Advantages of In-Place Resource Optimization:
  - will work with arbitrary JS and not just this particular pattern
  - will work even if the string in JS is computed (e.g. concatenation)
  - changing strings in JS might break the JS in unexpected ways if the JS does
    subsequent string manipulation

Advantages of mutating URLs:
  - Can inline small URLs as data-URLs
  - Can size to context (albeit this is harder in JS than it is in HTML)
  - Can transcode images types all the way to webp for compatible browsers
  - Can serve with extended cache lifetimes

The in-place strategy will be pursued first.  This approach can only be started 
once we have a JS parser, which we will be pursuing for other reasons.

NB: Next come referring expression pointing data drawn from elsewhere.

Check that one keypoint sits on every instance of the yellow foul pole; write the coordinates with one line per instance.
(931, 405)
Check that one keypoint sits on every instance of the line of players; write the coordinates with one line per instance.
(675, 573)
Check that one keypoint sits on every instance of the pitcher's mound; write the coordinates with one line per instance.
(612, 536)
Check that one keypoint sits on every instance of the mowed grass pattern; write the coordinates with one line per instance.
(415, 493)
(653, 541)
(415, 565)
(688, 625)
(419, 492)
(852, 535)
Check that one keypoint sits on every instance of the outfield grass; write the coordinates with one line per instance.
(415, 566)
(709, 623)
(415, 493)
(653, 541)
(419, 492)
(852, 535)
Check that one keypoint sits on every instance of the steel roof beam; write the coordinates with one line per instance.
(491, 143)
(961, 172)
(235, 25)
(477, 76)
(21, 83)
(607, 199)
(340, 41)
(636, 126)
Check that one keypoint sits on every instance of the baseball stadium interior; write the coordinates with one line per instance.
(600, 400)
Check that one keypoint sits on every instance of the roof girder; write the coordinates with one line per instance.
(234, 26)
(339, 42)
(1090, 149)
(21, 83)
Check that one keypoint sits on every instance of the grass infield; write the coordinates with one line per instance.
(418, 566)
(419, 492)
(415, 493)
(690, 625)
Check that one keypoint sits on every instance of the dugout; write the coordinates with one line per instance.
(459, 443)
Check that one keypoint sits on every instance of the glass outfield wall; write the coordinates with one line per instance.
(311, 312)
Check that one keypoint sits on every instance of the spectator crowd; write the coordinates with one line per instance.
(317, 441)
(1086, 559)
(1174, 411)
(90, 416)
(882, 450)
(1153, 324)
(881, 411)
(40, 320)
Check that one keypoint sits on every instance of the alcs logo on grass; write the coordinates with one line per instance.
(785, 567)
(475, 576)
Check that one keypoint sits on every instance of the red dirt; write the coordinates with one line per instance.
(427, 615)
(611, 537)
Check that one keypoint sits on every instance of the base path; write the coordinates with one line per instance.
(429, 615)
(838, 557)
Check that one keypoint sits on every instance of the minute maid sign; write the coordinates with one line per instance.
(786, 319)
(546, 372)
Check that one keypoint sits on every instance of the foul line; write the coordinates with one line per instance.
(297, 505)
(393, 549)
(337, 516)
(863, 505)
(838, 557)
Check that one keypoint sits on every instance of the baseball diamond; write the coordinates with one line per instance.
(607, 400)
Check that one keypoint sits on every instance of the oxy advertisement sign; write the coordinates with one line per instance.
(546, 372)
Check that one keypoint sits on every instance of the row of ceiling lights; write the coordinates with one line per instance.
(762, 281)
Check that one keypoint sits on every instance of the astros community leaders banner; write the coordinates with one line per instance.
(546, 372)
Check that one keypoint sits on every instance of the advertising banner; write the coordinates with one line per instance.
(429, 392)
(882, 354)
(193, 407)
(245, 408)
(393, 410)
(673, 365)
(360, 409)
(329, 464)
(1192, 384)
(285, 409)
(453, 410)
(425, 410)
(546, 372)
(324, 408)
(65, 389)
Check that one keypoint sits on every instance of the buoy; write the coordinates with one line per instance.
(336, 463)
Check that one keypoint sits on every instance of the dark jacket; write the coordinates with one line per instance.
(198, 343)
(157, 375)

Original comment by jmara...@google.com on 15 Nov 2012 at 6:48

GoogleCodeExporter commented 9 years ago

Original comment by jmara...@google.com on 26 Nov 2012 at 8:27

GoogleCodeExporter commented 9 years ago
Note that for the forseeable future, we expect to handle this as jmarantz 
describes above: permit image optimization in place, without altering the url.  
This won't cache extend the images or resize them to match the context, but 
will optimize the image format.

I'm leaving this bug open as a longer-term project; it will require fairly 
major effort to attack, though, barring some mystical insight that lets us just 
hijack a few JS calls.  That might well be possible using the new JS proxy API 
plus some server-side instrumentation, but only on recent browsers, so the 
likely return is very small.

Original comment by jmaes...@google.com on 11 Dec 2012 at 4:13

GoogleCodeExporter commented 9 years ago

Original comment by jmaes...@google.com on 11 Mar 2013 at 1:34

GoogleCodeExporter commented 9 years ago

Original comment by jmara...@google.com on 2 Apr 2013 at 2:53

GoogleCodeExporter commented 9 years ago
The fix requires turning on in-place resource optimization:
  ModPagespeedInPlaceResourceOptimization on
and it will be in Beta soon (in trunk already)

Original comment by jmara...@google.com on 2 Apr 2013 at 2:54

GoogleCodeExporter commented 9 years ago
Is this optimization available in Google's PageSpeed Service?  
https://developers.google.com/appengine/docs/adminconsole/pagespeed

If not, do you know if it's being worked on?

Original comment by ohl...@gmail.com on 20 Jul 2014 at 6:42

GoogleCodeExporter commented 9 years ago
Optimization for JS- or AJAX-embedded urls is not available in PageSpeed 
Service.  However, In-Place Resource Optimization should be enabled by default 
in PSS, so you should see benefits from image recompression exactly as 
described in Josh's last update to this bug.

Original comment by jmaes...@google.com on 20 Jul 2014 at 8:41

GoogleCodeExporter commented 9 years ago
Great, that's what I was hoping, thanks!